La possibilità di diventare madri dopo il cancro è un diritto ancora negato in Italia. Ogni anno circa 1.500 donne colpite da tumore chiedono ai medici di preservare la fertilità ma i farmaci anti-sterilità sono a totale carico delle pazienti, perché non rientrano tra quelli prescrivibili per questo specifico scopo, nonostante numerosi studi scientifici abbiano dimostrato la loro sicurezza ed efficacia. È necessario un intervento normativo urgente, come evidenziato dalle associazioni dei pazienti (FAVO – Federazione italiana delle Associazioni di Volontariato in Oncologia, ANDOS – Associazione Nazionale Donne Operate al Seno, AIMaC – Associazione Italiana Malati di Cancro, Salute Donna). L`appello è contenuto nel documento inviato al Ministero della Salute e alla Conferenza Stato-Regioni e presentato al Convegno “Prevenire la sterilità e conservare la fertilità nelle donne malate di cancro”, svoltosi oggi al Senato.
“Ogni anno – spiega Elisabetta Iannelli, segretario FAVO – 5.000 donne nel nostro Paese devono confrontarsi con un tumore quando ancora potrebbero diventare madri. Per le giovani donne colpite da tumore è fondamentale poter conservare la fertilità per poter aver una chance di maternità dopo le cure oncologiche, che in molti casi mettono a rischio la capacità riproduttiva”. Ma, osserva, “il costo dei farmaci è a completo carico delle pazienti, i percorsi clinico assistenziali non sono stati ancora definiti, manca del tutto un osservatorio nazionale che si occupi del problema”.

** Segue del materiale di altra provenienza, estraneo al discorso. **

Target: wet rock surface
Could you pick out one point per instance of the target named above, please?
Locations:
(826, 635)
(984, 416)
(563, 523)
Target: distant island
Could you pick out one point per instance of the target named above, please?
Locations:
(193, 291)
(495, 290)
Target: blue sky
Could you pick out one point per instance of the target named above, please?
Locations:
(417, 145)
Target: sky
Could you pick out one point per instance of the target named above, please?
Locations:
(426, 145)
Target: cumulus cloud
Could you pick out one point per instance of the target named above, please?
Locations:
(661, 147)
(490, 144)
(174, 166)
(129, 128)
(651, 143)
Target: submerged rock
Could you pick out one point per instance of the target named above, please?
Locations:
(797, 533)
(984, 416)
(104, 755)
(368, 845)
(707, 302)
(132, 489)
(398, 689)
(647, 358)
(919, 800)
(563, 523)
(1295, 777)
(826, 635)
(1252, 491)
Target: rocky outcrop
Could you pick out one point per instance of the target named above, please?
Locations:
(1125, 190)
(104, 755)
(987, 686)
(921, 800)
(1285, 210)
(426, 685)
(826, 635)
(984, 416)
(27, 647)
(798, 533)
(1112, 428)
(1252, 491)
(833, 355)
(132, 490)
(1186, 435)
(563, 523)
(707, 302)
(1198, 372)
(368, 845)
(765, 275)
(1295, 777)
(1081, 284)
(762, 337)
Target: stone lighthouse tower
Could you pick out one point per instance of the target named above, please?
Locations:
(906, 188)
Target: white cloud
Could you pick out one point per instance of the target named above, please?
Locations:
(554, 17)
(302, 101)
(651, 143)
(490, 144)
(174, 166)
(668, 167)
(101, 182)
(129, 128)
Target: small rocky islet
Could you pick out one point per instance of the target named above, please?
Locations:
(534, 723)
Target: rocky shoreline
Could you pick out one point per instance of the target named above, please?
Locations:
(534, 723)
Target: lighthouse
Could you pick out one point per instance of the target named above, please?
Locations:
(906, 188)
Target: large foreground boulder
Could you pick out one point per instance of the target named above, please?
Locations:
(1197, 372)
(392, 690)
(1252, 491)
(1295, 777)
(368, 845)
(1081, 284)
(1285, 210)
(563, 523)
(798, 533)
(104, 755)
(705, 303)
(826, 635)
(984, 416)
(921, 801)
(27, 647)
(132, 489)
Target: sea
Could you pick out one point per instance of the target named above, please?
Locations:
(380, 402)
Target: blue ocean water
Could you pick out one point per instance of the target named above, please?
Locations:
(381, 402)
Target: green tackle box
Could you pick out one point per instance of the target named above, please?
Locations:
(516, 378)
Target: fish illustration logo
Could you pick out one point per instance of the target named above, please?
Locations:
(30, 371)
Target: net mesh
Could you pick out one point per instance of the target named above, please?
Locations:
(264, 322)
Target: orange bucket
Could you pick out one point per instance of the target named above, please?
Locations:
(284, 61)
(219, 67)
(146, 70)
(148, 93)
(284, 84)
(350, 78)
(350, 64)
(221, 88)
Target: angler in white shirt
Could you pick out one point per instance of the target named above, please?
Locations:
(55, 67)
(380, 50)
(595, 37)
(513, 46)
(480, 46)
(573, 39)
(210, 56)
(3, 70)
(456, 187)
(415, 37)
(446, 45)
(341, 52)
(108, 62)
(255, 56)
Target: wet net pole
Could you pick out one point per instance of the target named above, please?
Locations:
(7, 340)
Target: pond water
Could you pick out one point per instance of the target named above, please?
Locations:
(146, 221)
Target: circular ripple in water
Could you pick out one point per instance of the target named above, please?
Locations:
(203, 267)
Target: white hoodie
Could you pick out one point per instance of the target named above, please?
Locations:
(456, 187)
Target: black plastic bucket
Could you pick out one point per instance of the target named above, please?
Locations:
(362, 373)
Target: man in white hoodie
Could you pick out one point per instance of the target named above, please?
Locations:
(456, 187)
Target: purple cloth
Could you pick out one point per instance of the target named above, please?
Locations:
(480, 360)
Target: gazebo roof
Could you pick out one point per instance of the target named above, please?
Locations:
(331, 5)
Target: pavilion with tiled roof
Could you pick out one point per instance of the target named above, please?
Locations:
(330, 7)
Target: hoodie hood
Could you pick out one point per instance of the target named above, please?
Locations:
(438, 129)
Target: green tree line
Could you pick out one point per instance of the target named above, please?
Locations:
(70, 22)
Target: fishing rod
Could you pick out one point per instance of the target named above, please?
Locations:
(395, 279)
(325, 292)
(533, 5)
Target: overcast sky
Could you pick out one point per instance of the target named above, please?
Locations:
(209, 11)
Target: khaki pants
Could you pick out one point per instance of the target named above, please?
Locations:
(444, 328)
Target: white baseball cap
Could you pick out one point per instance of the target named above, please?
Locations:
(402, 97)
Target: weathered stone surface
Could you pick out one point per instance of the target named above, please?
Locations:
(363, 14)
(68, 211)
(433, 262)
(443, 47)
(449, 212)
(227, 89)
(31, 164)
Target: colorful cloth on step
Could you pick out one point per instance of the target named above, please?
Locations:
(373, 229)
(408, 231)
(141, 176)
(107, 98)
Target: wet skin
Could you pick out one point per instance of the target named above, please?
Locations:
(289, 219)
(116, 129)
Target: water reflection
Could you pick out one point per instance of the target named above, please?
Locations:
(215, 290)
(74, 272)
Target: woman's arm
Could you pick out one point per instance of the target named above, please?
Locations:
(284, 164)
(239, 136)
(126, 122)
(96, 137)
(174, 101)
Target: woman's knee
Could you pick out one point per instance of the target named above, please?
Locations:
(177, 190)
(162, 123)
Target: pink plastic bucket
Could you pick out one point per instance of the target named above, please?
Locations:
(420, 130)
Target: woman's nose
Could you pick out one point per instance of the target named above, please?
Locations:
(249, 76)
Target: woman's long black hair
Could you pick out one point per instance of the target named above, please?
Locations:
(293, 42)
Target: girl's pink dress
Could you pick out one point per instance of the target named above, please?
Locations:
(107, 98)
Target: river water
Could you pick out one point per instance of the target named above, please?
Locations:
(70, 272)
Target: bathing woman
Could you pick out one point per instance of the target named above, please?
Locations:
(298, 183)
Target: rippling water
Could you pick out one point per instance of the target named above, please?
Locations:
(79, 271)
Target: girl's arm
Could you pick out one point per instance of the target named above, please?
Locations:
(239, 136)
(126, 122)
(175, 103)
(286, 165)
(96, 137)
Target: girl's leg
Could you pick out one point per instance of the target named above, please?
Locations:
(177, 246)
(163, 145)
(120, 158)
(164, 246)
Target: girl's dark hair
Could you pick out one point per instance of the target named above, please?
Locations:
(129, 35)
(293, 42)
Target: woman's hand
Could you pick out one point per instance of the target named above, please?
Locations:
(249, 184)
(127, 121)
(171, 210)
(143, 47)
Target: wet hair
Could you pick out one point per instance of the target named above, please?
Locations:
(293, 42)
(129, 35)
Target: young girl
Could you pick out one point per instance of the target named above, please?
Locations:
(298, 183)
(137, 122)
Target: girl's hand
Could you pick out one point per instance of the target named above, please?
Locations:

Il cancro del seno e i linfomi sono le neoplasie più frequenti nelle donne giovani. Rappresentano il 60% di tutti i tumori nelle under 40 e vengono trattati nella maggior parte dei casi con chemioterapia potenzialmente tossica per la funzione ovarica. “Dai dati della letteratura si evince che tra le 3000 giovani donne italiane a rischio di infertilità a causa della malattia, circa la metà è interessata a preservare la propria fertilità – sottolineano Lucia Del Mastro, membro del Consiglio Direttivo Nazionale dell`Associazione Italiana di Oncologia Medica (AIOM), e Fedro Peccatori, direttore dell`Unità di Fertilità e Procreazione dell`Istituto Europeo di Oncologia (IEO) -. Le tecniche consolidate per prevenire l`infertilità da chemioterapia sono la raccolta di ovociti prima dei trattamenti chemioterapici e la loro crioconservazione e l`utilizzo di farmaci (analoghi LHRH) che proteggono le ovaie durante i trattamenti. Queste tecniche possono entrambe essere applicate alla stessa paziente e hanno un tasso di successo relativamente elevato, con possibilità di gravidanza dopo la guarigione tra il 30 e il 50% a seconda dell`età della donna, dei trattamenti chemioterapici ricevuti e del numero di ovociti crioconservati”. Il costo complessivo per il trattamento farmacologico con LHRH delle donne che ne hanno effettivamente bisogno può essere stimato in 77.000 euro/anno per il Servizio sanitario nazionale. Se poi tutte le pazienti candidate alla preservazione della fertilità si sottoponessero alla crioconservazione degli ovociti, la spesa totale complessiva ammonterebbe a circa 1.500.000 euro.